The Panasonic Lumix DMC-FX9 may look like just another ultra-compact camera, but it has one feature that none of the competition has: image stabilization. Most people thing that’s only useful for ultra zoom cameras, but that’s not the case at all. The FX9’s OIS system will give you sharper photos in lower light conditions than a camera without it. That, along with the FX9’s other nice features, makes it a camera that I can definitely recommend.

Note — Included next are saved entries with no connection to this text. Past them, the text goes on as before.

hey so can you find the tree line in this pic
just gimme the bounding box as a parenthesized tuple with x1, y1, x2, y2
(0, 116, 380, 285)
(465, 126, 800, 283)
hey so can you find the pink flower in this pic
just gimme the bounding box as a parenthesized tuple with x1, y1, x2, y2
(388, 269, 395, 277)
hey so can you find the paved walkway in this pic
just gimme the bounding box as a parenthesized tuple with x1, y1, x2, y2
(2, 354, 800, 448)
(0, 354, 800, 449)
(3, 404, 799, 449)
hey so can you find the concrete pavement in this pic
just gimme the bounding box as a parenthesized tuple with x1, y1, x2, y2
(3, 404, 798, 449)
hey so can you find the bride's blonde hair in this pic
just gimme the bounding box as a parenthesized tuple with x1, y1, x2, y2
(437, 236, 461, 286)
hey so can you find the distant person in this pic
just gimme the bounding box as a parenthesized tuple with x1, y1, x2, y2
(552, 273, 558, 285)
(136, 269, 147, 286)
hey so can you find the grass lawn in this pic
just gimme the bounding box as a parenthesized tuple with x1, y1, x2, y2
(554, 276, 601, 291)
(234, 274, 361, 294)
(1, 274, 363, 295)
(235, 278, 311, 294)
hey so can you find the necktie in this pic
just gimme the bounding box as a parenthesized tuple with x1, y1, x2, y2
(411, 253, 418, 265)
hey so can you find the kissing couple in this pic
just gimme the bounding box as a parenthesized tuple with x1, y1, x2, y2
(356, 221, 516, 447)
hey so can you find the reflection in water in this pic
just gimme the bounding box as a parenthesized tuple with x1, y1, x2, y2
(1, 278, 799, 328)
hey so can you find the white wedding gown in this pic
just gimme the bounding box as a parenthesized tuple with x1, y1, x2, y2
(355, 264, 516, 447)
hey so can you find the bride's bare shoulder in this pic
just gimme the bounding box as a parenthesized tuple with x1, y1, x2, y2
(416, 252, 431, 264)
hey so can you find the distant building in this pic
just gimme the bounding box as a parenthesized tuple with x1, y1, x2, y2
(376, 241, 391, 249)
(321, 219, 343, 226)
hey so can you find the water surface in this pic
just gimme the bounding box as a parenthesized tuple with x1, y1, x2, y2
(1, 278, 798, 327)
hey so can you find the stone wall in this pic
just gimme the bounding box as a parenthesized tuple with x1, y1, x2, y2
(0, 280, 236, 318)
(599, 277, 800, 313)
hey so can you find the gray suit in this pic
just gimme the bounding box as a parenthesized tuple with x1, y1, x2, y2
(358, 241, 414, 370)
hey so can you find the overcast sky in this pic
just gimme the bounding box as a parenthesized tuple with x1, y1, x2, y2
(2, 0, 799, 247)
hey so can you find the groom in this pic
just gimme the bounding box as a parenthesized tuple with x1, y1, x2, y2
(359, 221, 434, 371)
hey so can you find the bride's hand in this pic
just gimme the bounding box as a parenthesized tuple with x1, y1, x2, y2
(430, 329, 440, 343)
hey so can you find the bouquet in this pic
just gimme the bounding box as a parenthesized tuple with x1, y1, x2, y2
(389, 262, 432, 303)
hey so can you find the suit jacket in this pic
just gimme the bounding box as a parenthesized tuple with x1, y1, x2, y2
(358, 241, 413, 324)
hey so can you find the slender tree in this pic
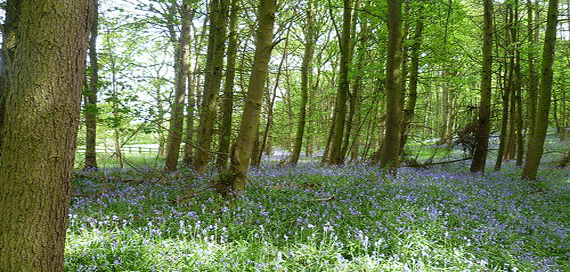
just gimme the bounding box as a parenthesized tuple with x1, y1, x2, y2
(400, 10, 424, 150)
(526, 0, 539, 157)
(194, 0, 230, 174)
(327, 0, 352, 165)
(165, 1, 192, 171)
(290, 0, 315, 165)
(379, 0, 403, 172)
(522, 0, 559, 180)
(84, 0, 100, 171)
(470, 0, 493, 173)
(0, 0, 91, 270)
(216, 0, 240, 168)
(224, 0, 276, 196)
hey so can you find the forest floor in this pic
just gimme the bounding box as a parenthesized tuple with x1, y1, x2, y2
(66, 140, 570, 271)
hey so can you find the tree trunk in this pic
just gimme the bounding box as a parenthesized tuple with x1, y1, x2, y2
(194, 0, 230, 174)
(165, 2, 192, 171)
(400, 13, 424, 150)
(379, 0, 403, 172)
(84, 0, 99, 171)
(470, 0, 493, 173)
(183, 13, 209, 166)
(290, 0, 315, 165)
(327, 0, 352, 165)
(225, 0, 276, 197)
(526, 0, 539, 155)
(257, 28, 290, 165)
(216, 0, 240, 169)
(522, 0, 559, 180)
(0, 0, 91, 270)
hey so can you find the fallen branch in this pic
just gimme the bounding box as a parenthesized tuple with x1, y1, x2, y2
(311, 195, 335, 202)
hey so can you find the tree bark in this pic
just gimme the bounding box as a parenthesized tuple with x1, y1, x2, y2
(327, 0, 352, 165)
(400, 12, 424, 150)
(470, 0, 493, 173)
(522, 0, 559, 180)
(84, 0, 99, 171)
(0, 0, 91, 270)
(526, 0, 539, 154)
(226, 0, 276, 196)
(379, 0, 403, 172)
(165, 2, 192, 171)
(216, 0, 240, 168)
(194, 0, 230, 174)
(290, 0, 315, 165)
(183, 12, 209, 166)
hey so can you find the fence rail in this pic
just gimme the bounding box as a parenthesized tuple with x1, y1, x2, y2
(76, 146, 160, 155)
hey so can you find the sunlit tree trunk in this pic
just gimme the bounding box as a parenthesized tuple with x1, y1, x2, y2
(224, 0, 276, 196)
(379, 0, 402, 172)
(0, 0, 91, 270)
(522, 0, 559, 180)
(470, 0, 493, 173)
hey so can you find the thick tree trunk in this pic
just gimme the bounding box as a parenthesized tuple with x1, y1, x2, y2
(216, 0, 240, 168)
(194, 0, 230, 174)
(0, 0, 91, 270)
(470, 0, 493, 173)
(522, 0, 559, 180)
(291, 0, 314, 165)
(379, 0, 403, 172)
(84, 0, 99, 171)
(226, 0, 276, 196)
(165, 2, 192, 171)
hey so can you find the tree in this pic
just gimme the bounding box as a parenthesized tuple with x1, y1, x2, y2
(400, 8, 424, 150)
(522, 0, 559, 180)
(194, 0, 230, 174)
(84, 0, 100, 171)
(165, 1, 192, 171)
(216, 0, 240, 168)
(470, 0, 493, 173)
(223, 0, 276, 197)
(379, 0, 403, 172)
(290, 0, 315, 165)
(0, 0, 91, 270)
(327, 0, 352, 165)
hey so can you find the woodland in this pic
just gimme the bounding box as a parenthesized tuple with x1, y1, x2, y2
(0, 0, 570, 271)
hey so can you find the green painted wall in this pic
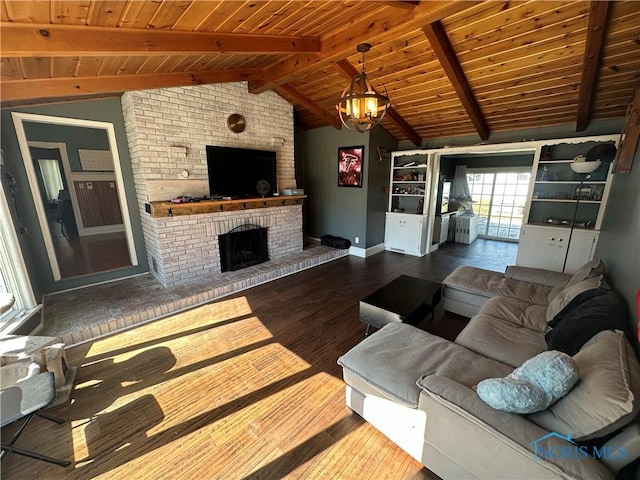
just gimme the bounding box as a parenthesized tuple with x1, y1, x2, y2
(595, 145, 640, 331)
(367, 127, 397, 247)
(439, 153, 535, 180)
(23, 122, 110, 172)
(1, 98, 148, 296)
(300, 125, 397, 248)
(398, 119, 624, 150)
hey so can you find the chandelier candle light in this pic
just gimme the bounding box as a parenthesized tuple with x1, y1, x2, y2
(336, 43, 390, 132)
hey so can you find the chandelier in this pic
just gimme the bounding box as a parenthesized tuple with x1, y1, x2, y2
(336, 43, 390, 132)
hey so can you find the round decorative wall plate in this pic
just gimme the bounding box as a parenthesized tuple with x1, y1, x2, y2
(227, 113, 246, 133)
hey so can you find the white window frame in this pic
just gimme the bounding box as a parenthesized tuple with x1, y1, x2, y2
(466, 166, 532, 242)
(0, 176, 40, 333)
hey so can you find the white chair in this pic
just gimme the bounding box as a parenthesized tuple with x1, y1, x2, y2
(1, 371, 70, 467)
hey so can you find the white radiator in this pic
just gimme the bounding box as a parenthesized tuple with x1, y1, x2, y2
(455, 214, 478, 244)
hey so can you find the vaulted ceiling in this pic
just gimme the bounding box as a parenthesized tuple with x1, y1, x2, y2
(1, 1, 639, 145)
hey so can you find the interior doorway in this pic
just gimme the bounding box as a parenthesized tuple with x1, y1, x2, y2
(11, 112, 138, 281)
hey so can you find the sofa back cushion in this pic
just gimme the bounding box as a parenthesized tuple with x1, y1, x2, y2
(566, 258, 606, 289)
(545, 275, 603, 323)
(547, 259, 605, 303)
(529, 330, 640, 441)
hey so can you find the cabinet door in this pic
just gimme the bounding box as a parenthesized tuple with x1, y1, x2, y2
(432, 215, 449, 245)
(516, 226, 568, 272)
(385, 214, 423, 255)
(564, 230, 599, 274)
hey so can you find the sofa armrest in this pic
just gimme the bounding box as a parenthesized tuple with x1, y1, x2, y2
(418, 375, 613, 480)
(505, 265, 572, 287)
(600, 421, 640, 472)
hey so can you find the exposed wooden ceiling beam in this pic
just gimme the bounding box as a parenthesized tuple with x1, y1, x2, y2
(274, 84, 342, 130)
(422, 20, 490, 141)
(1, 93, 121, 109)
(249, 1, 478, 94)
(378, 1, 421, 9)
(333, 59, 422, 146)
(576, 1, 611, 132)
(0, 69, 262, 102)
(0, 22, 321, 57)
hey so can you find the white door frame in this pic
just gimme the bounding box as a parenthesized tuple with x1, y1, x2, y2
(11, 112, 138, 281)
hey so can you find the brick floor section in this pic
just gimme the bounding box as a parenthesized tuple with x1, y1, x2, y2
(40, 243, 348, 346)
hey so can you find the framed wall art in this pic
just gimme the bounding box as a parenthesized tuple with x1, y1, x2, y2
(338, 145, 364, 187)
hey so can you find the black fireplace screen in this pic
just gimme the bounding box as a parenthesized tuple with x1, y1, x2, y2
(219, 224, 269, 272)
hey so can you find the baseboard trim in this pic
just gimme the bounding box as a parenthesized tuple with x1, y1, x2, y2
(349, 243, 385, 258)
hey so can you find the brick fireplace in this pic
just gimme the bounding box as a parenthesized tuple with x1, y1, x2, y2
(149, 205, 303, 286)
(121, 82, 300, 287)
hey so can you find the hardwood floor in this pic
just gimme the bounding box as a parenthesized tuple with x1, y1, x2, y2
(2, 243, 515, 479)
(52, 231, 132, 279)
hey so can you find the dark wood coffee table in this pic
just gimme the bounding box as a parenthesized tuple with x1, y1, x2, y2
(359, 275, 443, 336)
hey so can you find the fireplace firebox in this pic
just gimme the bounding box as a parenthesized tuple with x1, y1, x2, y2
(219, 224, 269, 272)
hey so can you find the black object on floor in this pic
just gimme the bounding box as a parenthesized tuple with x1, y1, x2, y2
(320, 235, 351, 249)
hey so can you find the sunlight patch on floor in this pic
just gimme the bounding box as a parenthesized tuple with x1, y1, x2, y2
(61, 293, 354, 477)
(83, 296, 254, 358)
(144, 342, 312, 435)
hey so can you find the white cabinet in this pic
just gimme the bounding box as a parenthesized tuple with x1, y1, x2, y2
(516, 225, 599, 274)
(385, 212, 428, 257)
(564, 229, 599, 273)
(432, 213, 452, 245)
(517, 134, 618, 273)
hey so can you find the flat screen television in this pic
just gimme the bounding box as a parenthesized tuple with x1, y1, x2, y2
(206, 145, 277, 198)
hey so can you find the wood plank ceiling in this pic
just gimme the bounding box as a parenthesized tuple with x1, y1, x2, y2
(1, 1, 639, 145)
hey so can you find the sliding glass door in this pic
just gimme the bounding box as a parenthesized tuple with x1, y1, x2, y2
(467, 168, 531, 241)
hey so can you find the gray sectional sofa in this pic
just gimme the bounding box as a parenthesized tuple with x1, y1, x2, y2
(338, 260, 640, 479)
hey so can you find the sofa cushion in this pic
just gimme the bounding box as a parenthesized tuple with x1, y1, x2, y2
(479, 296, 548, 333)
(529, 330, 640, 441)
(477, 351, 579, 414)
(337, 323, 513, 408)
(504, 266, 572, 288)
(566, 258, 606, 289)
(545, 275, 603, 323)
(443, 266, 552, 306)
(455, 313, 548, 368)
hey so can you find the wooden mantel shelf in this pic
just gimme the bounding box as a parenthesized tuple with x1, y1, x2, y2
(146, 195, 306, 218)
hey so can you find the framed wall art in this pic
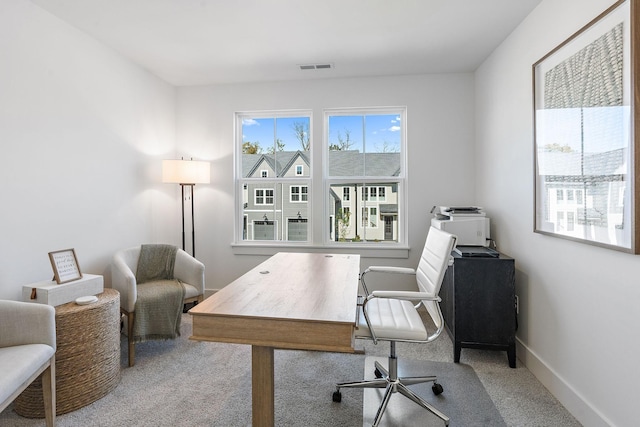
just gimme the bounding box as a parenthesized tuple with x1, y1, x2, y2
(49, 248, 82, 284)
(533, 0, 640, 253)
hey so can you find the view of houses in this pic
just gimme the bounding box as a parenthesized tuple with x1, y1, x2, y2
(240, 150, 401, 242)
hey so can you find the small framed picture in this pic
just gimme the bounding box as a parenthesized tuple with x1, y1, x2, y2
(48, 248, 82, 284)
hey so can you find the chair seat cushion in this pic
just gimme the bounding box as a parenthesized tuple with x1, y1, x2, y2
(356, 298, 428, 341)
(0, 344, 54, 405)
(183, 282, 200, 299)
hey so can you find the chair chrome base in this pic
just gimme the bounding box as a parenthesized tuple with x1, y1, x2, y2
(333, 343, 450, 426)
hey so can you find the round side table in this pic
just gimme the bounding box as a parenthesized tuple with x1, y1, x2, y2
(15, 288, 121, 417)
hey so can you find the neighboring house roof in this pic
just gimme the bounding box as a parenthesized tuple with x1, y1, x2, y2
(329, 151, 401, 177)
(537, 148, 626, 177)
(243, 151, 310, 177)
(243, 150, 401, 177)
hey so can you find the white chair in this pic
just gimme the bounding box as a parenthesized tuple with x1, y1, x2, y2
(0, 300, 56, 427)
(333, 226, 457, 426)
(111, 245, 205, 366)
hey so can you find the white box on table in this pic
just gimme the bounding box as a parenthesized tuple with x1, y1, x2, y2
(22, 274, 104, 306)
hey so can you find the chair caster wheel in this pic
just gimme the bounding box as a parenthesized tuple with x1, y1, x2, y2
(432, 382, 444, 395)
(332, 390, 342, 402)
(374, 368, 383, 378)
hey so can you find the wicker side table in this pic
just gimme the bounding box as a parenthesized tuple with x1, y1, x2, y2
(15, 288, 121, 417)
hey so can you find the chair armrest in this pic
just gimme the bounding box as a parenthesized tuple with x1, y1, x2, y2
(369, 290, 440, 302)
(111, 254, 137, 313)
(174, 249, 205, 295)
(364, 266, 416, 275)
(0, 300, 56, 349)
(360, 266, 416, 296)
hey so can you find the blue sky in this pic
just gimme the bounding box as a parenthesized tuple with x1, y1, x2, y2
(242, 114, 401, 153)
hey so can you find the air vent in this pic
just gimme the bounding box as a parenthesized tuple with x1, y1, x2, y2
(299, 63, 333, 70)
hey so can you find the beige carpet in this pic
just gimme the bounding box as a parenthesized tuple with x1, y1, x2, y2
(0, 313, 580, 426)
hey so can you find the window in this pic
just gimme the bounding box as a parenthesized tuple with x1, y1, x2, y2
(290, 185, 308, 202)
(235, 107, 406, 247)
(255, 188, 274, 205)
(237, 111, 311, 242)
(325, 107, 406, 243)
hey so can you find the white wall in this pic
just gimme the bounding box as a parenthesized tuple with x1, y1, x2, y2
(475, 0, 640, 425)
(176, 74, 476, 291)
(0, 0, 178, 300)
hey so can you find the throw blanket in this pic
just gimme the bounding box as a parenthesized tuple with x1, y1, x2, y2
(133, 244, 185, 343)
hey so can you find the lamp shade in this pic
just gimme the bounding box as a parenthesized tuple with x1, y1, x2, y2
(162, 159, 210, 184)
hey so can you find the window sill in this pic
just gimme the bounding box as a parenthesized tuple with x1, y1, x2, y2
(231, 242, 409, 259)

The DMC-FX9 is an ultra-compact camera with a body made mostly of metal. It’s well built for the most part, save for the cheap plastic door over the memory card and battery compartment. The camera fits well in the hand, and it’s easy to operate. Like most cameras in this class, the FX9 features a 3X optical zoom lens. If you lower the resolution to 3 Megapixel you can take advantage of Panasonic’s extended optical zoom feature, which boosts the total zoom to 4.1X. Another feature commonly found on ultra-compact cameras is a large 2.5″ LCD display, and the FX9 has one of those too. The screen has been greatly improved since the FX7, with superior sharpness and low light visibility. The camera doesn’t have an optical viewfinder, though, which may or may not bother you.
For the most part the DMC-FX9 is a point-and-shoot camera. The only manual control is custom white balance (with a fine-tuning feature) — and that’s a handy one to have. The camera is easy to use, with plenty of scene modes and simple menus. If you need something even easier, put the camera into “simple mode” and you’re set. The FX9’s burst and movie modes are quite good. The burst mode lets you take up to six photos in a row at 2 - 2.6 frames/second, or you can keep shooting until the memory card fills up at a slower 1.1 frames/second. The FX9’s movie mode is much better than on the FX7, and it’s now competitive with other cameras in this class.